Is oxygen toxic?

It turns apples brown. It helps corrode steel. It apparently causes aging in flesh.

So, is it toxic?

Yes - but at high concentrations and with prolonged exposure.

From the second last point on the American Lung Assoc Page

Gp

Thinking back to my scuba manual…

Oxygen toxicity became an important factor when divers were diving on pure oxygen and reached a depth of 33 feet. At this point, they would tend to convulse causing them to spit out the regulator and inhale a double lung full of water. Drowning ensued.

From this, we can see that oxygen becomes poisonous at 2 ATM of partial pressure. I surmise that breathing pure oxygen at the surface (would make one a bit light-headed, but would not have toxic effects.) Indeed, emergency first aid courses teach oxygen administration, which delivers pure oxygen to a resting diver on the surface.

      • What’s the difference between industrial-grade and respiratory-grade oxygen? Do they put something bad into the industrial stuff to prevent its respiratory use? I was wondering this today buying welding gas-- for nitrous oxide, they put a small percentage of something in it to make you gag if you try to inhale it, but you can’t do that with oxygen: you can’t add anything flammable to 200-bar Oxygen, it’ll combust. -So anything added would have to be inert,
        but then,
        it wouldn’t matter if you breathed it,
        but then there wouldn’t be two different “types” of oxygen…
        -so what’s the difference? - DougC

It’s certainly toxic to anaerobic bacteria. IIRC, the formation of an oxygen-rich atmosphere (oxygen being a waste product of certain metabolic processes) led to a major environmental crisis and a large-scale mass extinction early in Earth’s history. (We’re not talking dinosaurs, of course, but single-celled organisms, and so long ago they make dinosaurs look like day-old bread.)

If only I remembered my Biochem better…

Part of one of your metabolic processes (don’t remember which offhand and lent my notes to someone who had his stolen) creates an oxygen radical, which is highly reactive and toxic - you need to be able to convert that to something better pretty quickly. Lacking the appropriate substrates, or when given too much oxygen, it becomes toxic. In the presence of oxygen, your body will continue the process until it reaches the oxygen radical regardless of whether or not the previous radicals have been converted, and so it builds up and becomes a problem.
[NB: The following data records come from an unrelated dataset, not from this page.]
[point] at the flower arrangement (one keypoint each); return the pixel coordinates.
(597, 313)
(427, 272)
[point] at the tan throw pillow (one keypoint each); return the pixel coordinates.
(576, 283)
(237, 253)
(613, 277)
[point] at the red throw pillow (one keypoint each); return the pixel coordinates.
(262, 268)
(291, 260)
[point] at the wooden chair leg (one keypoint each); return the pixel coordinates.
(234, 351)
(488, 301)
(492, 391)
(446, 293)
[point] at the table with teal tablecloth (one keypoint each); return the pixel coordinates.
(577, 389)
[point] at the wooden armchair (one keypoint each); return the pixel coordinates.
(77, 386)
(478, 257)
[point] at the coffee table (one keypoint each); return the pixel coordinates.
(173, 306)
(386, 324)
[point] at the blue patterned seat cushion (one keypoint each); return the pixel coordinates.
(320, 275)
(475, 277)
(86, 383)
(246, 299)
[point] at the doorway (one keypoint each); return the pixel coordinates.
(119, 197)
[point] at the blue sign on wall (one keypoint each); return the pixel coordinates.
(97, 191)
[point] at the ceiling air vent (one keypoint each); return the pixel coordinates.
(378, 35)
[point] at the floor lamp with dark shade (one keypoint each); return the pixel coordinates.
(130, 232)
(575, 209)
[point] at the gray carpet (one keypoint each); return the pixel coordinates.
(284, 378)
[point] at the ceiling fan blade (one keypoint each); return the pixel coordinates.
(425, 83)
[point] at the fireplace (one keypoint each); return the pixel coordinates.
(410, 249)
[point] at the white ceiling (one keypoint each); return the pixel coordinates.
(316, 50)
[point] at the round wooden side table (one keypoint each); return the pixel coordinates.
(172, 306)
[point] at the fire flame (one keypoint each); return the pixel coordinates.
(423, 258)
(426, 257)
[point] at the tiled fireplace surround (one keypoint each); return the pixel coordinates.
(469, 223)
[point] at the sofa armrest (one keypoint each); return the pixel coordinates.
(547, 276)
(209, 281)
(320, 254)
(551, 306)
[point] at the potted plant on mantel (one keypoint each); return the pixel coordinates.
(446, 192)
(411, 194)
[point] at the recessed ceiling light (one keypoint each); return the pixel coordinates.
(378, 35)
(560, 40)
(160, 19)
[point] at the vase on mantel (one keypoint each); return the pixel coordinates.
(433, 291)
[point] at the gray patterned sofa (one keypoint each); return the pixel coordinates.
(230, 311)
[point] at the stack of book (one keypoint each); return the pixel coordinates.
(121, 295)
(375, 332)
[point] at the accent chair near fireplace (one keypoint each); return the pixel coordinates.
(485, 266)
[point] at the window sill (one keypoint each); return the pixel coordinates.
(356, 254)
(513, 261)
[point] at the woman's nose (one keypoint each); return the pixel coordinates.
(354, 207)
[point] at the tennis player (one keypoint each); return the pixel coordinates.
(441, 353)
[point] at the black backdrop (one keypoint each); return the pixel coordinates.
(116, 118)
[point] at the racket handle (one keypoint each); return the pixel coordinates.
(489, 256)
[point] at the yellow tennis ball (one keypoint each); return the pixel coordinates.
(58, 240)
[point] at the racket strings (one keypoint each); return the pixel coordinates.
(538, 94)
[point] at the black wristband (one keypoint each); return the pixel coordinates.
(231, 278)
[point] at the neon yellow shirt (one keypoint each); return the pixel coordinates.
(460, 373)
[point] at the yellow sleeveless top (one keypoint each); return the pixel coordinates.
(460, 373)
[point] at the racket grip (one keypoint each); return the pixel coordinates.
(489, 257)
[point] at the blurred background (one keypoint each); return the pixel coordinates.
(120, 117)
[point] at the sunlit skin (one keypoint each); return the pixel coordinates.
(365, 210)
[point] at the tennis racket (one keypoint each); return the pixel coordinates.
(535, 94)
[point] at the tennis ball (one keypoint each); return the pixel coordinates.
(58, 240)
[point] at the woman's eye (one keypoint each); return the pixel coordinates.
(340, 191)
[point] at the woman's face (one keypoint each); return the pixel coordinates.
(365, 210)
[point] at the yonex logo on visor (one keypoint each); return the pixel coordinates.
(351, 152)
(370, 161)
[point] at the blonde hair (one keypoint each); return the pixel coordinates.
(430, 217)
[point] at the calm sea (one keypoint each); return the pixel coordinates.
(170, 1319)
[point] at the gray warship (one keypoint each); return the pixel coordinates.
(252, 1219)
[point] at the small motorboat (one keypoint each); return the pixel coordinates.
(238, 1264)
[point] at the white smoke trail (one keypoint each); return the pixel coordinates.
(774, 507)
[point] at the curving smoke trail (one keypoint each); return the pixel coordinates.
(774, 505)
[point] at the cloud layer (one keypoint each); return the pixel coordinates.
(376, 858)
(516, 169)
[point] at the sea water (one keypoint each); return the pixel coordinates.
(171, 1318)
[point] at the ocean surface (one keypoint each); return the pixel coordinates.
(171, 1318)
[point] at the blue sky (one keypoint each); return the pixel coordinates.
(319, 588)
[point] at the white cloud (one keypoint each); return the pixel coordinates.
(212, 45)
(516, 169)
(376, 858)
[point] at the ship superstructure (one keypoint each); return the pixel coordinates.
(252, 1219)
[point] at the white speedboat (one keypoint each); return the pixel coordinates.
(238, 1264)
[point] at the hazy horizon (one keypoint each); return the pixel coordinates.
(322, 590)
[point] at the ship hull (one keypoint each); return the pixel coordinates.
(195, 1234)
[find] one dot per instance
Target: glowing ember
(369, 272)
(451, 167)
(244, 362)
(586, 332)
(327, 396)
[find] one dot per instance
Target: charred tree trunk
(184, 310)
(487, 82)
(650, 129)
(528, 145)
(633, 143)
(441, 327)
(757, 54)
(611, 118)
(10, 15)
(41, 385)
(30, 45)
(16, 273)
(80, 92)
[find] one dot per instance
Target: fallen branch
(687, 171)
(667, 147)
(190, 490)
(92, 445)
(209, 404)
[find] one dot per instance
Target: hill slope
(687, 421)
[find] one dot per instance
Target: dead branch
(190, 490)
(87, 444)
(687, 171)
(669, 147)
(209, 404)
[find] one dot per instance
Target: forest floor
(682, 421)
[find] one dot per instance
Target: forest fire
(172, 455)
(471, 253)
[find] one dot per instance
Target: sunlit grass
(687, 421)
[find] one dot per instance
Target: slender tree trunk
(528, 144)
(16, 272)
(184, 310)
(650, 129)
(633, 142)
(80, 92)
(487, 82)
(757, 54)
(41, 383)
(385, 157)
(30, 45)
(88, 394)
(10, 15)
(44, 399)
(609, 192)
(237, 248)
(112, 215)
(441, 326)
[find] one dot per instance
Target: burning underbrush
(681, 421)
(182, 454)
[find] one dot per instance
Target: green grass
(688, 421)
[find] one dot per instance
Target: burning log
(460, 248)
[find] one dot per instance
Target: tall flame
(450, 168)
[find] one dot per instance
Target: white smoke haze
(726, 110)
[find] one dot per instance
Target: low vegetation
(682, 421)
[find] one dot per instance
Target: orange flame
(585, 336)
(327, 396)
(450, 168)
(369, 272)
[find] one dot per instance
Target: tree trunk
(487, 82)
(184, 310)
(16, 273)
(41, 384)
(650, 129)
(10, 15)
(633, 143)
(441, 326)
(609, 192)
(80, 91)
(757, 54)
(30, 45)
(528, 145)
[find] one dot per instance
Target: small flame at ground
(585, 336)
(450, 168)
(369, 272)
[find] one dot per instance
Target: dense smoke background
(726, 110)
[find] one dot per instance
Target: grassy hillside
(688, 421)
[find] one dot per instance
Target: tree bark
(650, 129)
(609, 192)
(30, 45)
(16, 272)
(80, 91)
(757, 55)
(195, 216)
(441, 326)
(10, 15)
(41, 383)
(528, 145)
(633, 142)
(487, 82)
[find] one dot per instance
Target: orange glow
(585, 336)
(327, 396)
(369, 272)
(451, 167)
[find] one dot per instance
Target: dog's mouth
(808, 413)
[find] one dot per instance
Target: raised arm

Also, obviously, if the necessary enzymes or substrates for converting the radical are not available or non-functional, then the radical buildup will also occur.
I imagine it must be available online, and in most biochem texts. I have Stryer, don’t remember the edition (it’s the red cover).

Many thanks.

Doug C, I know part of the answer to the diff between welding and breathing oxygen or breathing air of any kind is how well it is filtered. I don’t know about additives; seems there wouldn’t be a point for O2. But just go to a dive shop some time and take a look at their air filters and tank filling equipment - very complicated and very expensive. If the air weren’t as “clean” and dry as it is, the tanks would rust and other bad things would happen when guys filled up their tanks from their home compressors (instead of paying $5 for air at the shop). I imagine medical oxygen like they’d have in an ambulance for breathing is filtered in a similar way, while industrial gases don’t have to be quite so spic and span if they’re just gonna get burned.